Our feet have 26 bones and 33 joints each. A whopping 25% of our muscles and nerves are dedicated to our feet and ankles. It’s a lot of real estate. The bottoms of our feet have thick layers of connective tissue called fascia (actually, plantar fascia is a misnomer in that its tissues are aponeuroses or broad, flat bands of tendons – but I’ll accept fascia). Fascia responds well to varied movement, or what I now call “movement nutrition.” Most human feet are severely malnourished, some near death.

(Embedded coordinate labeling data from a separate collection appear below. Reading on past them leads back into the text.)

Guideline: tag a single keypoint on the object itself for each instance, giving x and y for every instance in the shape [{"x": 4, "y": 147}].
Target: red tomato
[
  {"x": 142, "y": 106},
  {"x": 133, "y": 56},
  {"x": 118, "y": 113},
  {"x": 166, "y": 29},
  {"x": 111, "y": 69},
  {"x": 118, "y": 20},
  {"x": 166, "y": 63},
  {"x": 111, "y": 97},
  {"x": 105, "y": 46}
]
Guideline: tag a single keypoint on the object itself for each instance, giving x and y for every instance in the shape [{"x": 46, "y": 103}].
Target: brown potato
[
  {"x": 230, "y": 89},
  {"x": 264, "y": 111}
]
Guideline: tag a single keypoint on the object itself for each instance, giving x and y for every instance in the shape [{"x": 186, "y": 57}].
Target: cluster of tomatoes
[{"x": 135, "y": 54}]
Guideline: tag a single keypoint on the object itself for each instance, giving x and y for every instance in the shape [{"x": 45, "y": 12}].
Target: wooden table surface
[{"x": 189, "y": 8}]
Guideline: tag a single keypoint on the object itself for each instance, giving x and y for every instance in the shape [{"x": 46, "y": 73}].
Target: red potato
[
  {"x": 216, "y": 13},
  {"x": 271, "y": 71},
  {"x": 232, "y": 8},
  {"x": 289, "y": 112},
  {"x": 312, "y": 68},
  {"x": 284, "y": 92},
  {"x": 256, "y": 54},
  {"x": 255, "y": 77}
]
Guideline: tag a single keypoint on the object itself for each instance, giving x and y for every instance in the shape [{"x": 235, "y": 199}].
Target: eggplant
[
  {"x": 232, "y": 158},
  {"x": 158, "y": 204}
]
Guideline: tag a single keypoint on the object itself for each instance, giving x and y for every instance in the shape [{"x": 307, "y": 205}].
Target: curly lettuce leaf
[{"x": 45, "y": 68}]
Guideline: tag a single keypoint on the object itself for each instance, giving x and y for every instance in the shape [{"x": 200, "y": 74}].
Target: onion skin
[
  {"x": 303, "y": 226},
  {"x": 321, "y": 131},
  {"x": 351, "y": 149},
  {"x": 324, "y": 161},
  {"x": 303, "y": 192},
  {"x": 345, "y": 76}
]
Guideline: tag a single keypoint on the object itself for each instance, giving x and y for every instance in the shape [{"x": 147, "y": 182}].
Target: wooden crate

If you are usually wearing shoes, not moving much, and the movements you do make are repetitive and on a flat, hard surfaces, its the equivalent of only ever eating gruel. What is gruel, btw? Over the course of the month, you will learn many exercises that will increase movement nutrition for your feet.
Here is one. Sit on a chair on your sitting bones (not your tailbone). Place a bolster, cushion, or pillow on the floor under your bare feet. Move your feet in random, weird, playful, freaky, wiggly, and varied ways – the stranger and more surprising the better. Stretch the tops, bottoms, sides of your feet; contract your soles; flex, extend, spread, and wiggle your toes; press all parts of your feet into the bolster and roll them around in all directions.
Do this for at least five minutes. Every day. Namaste.